Corporate earnings are yet to catch up in line with the valuations.

Growth moderation is likely because of higher oil prices and tighter financial conditions.

Higher government spending ahead of the elections could be another negative.

The economy seems to be back on track with recovery across urban and rural India.

Besides, the government's commitment to fiscal discipline and the fact that it is working on ways to manage the CAD are positives.

Do Indian markets look overvalued at this stage?

While Indian markets now are no longer expensive (after the correction), whether they are cheap enough to attract investors largely depends on each investor's perception and time horizon.

Investors should look out for quality mid-cap stocks with earnings visibility, superior management and low operating margin variability.

Mid and small caps will keep throwing up surprises in stock moves, based on their small size/base, faster adjustment to emerging changes and restructuring, including mergers, demergers and hive-offs, among others.

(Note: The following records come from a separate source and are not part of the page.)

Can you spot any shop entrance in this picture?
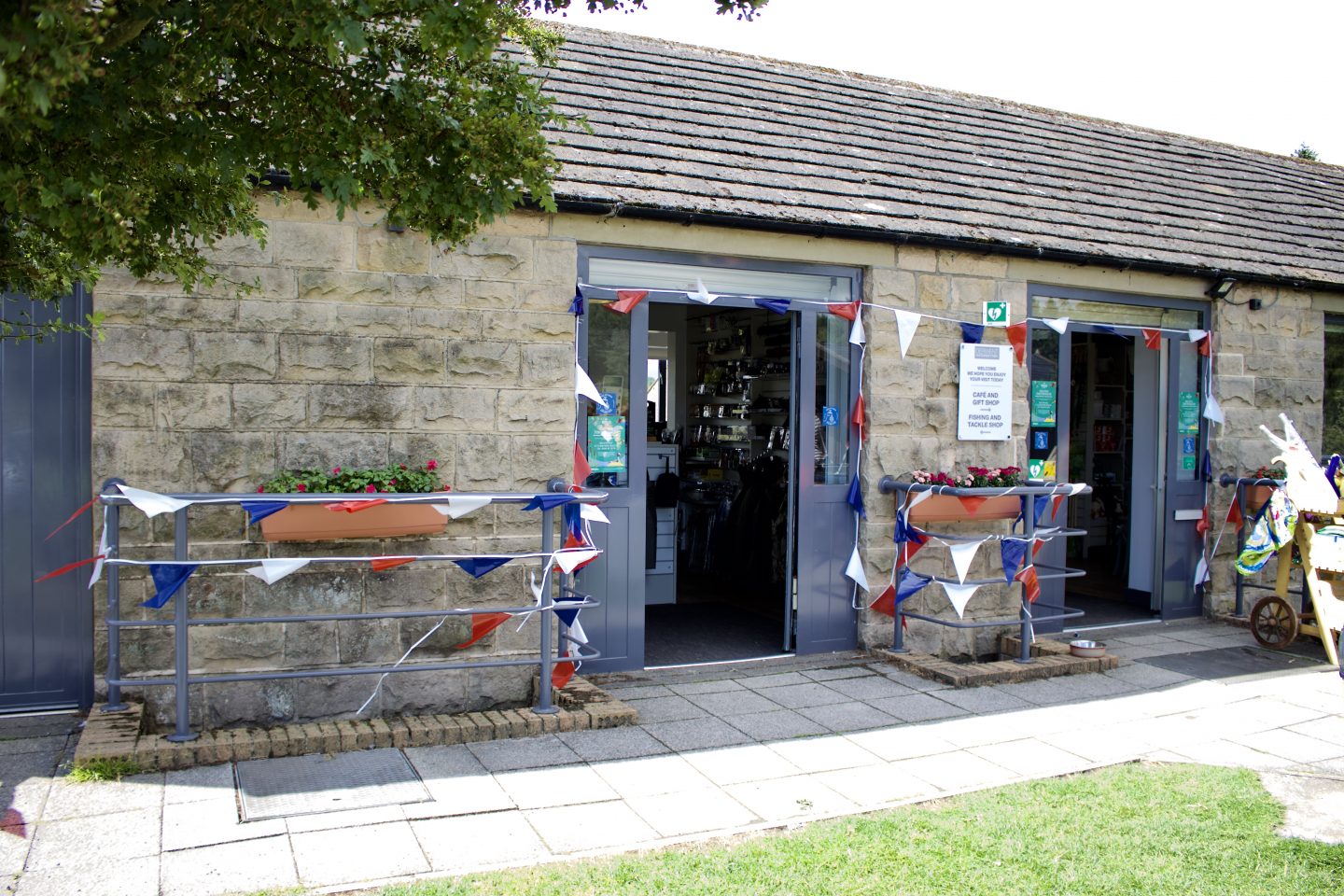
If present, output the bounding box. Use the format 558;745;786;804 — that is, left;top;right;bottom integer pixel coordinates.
1029;287;1207;631
580;248;858;672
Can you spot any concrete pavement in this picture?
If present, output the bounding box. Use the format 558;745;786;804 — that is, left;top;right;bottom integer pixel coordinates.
0;621;1344;896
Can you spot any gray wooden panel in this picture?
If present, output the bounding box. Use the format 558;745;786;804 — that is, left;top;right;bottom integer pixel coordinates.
0;290;92;710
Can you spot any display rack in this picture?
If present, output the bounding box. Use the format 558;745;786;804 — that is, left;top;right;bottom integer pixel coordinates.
877;476;1091;664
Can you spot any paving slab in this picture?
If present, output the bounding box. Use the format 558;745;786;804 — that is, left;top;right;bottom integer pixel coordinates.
289;820;430;887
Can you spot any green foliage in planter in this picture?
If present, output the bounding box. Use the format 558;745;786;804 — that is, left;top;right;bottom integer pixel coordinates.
257;461;445;495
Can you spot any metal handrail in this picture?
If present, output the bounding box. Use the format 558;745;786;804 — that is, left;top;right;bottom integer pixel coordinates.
98;478;608;743
877;476;1091;664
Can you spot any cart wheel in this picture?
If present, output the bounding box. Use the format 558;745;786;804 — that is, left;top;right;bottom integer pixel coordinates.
1252;594;1297;651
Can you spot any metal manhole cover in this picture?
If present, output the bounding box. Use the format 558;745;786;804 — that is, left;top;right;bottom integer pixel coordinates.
235;749;433;820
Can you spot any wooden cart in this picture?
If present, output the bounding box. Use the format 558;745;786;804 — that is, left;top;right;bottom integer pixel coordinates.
1250;501;1344;667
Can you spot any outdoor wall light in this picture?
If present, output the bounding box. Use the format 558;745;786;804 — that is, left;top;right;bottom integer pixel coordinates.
1204;276;1237;299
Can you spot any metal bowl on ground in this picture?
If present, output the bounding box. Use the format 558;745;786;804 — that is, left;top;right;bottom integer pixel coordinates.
1069;641;1106;660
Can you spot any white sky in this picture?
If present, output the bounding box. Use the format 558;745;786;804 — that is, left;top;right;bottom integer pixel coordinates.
535;0;1344;165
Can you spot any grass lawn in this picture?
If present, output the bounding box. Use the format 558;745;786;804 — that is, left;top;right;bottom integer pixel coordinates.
378;764;1344;896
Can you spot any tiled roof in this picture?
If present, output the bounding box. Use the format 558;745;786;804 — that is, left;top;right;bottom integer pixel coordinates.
535;27;1344;287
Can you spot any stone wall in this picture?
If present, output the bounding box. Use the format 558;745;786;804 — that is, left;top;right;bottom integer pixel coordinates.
92;196;575;724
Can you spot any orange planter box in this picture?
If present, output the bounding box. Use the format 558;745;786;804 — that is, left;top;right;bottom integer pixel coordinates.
260;504;448;541
910;495;1021;523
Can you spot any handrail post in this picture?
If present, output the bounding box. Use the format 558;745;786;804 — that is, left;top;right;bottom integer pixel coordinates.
1015;495;1031;664
101;480;126;712
532;508;556;716
168;508;201;743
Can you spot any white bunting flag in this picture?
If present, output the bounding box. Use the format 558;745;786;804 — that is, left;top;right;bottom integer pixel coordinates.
117;485;190;517
896;309;923;357
1204;392;1227;425
247;557;308;584
580;504;611;523
947;539;986;581
555;548;598;575
849;315;868;345
89;508;107;588
574;361;602;404
430;495;491;520
1195;553;1210;588
685;278;718;305
938;581;980;620
844;544;868;591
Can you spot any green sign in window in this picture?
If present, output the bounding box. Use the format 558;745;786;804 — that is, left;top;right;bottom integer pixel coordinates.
1030;380;1057;426
1176;392;1198;432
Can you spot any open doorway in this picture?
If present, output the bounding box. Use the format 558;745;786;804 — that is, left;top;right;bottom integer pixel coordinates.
644;305;795;666
1066;332;1158;626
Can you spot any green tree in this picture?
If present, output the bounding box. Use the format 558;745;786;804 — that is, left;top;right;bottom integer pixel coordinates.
0;0;767;339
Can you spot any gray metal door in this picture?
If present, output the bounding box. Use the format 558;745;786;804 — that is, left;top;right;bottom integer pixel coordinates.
791;308;864;654
578;300;650;673
1157;339;1207;620
0;288;92;712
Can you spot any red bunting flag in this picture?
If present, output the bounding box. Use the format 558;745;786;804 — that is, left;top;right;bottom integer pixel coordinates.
1195;504;1210;535
551;660;574;691
453;612;513;651
369;557;415;572
33;553;107;584
1008;321;1027;367
1014;566;1041;603
827;300;861;321
606;288;650;315
574;440;593;485
43;495;98;541
957;496;989;516
868;584;896;618
327;498;387;513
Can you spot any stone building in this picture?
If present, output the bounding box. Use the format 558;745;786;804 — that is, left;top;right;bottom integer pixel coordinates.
6;28;1344;724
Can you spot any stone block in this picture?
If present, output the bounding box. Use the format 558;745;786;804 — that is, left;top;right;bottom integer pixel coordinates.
355;224;430;274
412;385;500;435
231;383;308;430
308;383;416;431
373;337;446;383
448;340;518;387
153;383;230;430
92;379;156;428
495;388;574;432
270;220;355;270
297;270;397;308
190;332;277;382
428;235;534;281
916;274;952;310
280;334;372;383
92;428;199;491
189;431;277;494
92;327;192;380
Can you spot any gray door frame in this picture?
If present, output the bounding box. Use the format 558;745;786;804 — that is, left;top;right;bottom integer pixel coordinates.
1027;284;1211;633
578;245;862;672
0;287;92;712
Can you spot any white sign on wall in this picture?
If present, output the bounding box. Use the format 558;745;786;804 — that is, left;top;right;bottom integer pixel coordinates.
957;343;1012;442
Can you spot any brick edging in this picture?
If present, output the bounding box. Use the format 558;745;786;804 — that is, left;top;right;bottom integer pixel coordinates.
74;677;638;771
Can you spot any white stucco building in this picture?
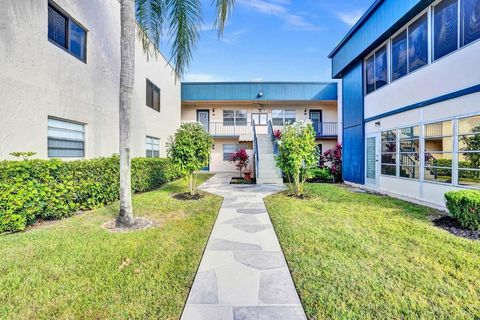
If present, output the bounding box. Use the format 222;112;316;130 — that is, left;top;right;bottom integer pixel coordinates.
0;0;181;159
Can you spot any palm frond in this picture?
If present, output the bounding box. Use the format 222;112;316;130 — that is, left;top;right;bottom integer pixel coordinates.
166;0;202;78
135;0;167;57
213;0;235;37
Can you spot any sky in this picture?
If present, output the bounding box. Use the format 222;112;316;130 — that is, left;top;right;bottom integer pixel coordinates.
162;0;374;82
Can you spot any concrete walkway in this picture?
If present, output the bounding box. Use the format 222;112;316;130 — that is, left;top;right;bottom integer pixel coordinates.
182;174;306;320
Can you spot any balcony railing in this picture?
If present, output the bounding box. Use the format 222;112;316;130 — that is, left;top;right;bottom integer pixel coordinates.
204;122;252;137
199;121;338;138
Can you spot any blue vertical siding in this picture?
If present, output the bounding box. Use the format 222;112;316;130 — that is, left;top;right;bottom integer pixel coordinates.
343;62;365;184
330;0;434;78
182;82;338;101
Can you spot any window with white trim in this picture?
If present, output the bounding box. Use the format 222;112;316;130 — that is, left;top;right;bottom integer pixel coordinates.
48;118;85;158
381;130;397;176
399;126;420;179
145;136;160;158
458;116;480;187
223;110;247;126
272;109;297;126
424;120;453;184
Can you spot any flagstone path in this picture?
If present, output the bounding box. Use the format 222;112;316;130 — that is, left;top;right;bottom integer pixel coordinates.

This space will give investors alpha at a time when large cap funds have found it difficult to replicate the returns of their benchmark indices.

Emerging markets have taken a beating this year. Do you see the pain increasing; how is India placed in the EM pack?

Emerging market assets will remain in favour -- barring some quarters where their economies and currencies are in turmoil -- for global investors who are seeking alpha or abnormal returns.

Emerging markets have undergone pain over the last two months owing to weakness in economies/currencies and interest rates rising in developed economies.

While the pain could take a bit longer to resolve, global investors will watch EM assets closely to time their re-entry or upweighting.

Foreign portfolio investors have been pulling out money from India for the past few months. Do you expect this trend to continue?

The recent depreciation of the rupee has unnerved some FPIs.

The potential for India to grow has so far been undisputed, with only the speed or timeline being the unknown factor.

This will depend on, among other things, the new political formation after the elections and the interest rate trajectory in developed economies.

As we come close to the end of the calendar year, we may witness some continuation of FPI sales.

However, the pace could slow down in the new calendar year.

What bearing will the elections have on the markets in the coming months?

State elections will be seen as a precursor to the general elections that are due to be held after one-two quarters of the state elections.

The reaction of the stock markets to the outcome of the elections has been similar across time frames, whether an incumbent is voted back or a coalition forms a new government except for a temporary disruption for a few weeks.

Do you see a sustained recovery in corporate earnings in the coming quarters?

Corporate earnings have witnessed minor growth in FY18 after 2 or 3 years of flat earnings and expectations for FY19 and FY20 are high.

Q2FY19 results have so far been according to or slightly ahead of expectations.

Revenues grew about 21 per cent year on year, though operating profit margins remained under pressure owing to higher input costs.

Sectors hit by margin pressure include autos, cement and FMCG.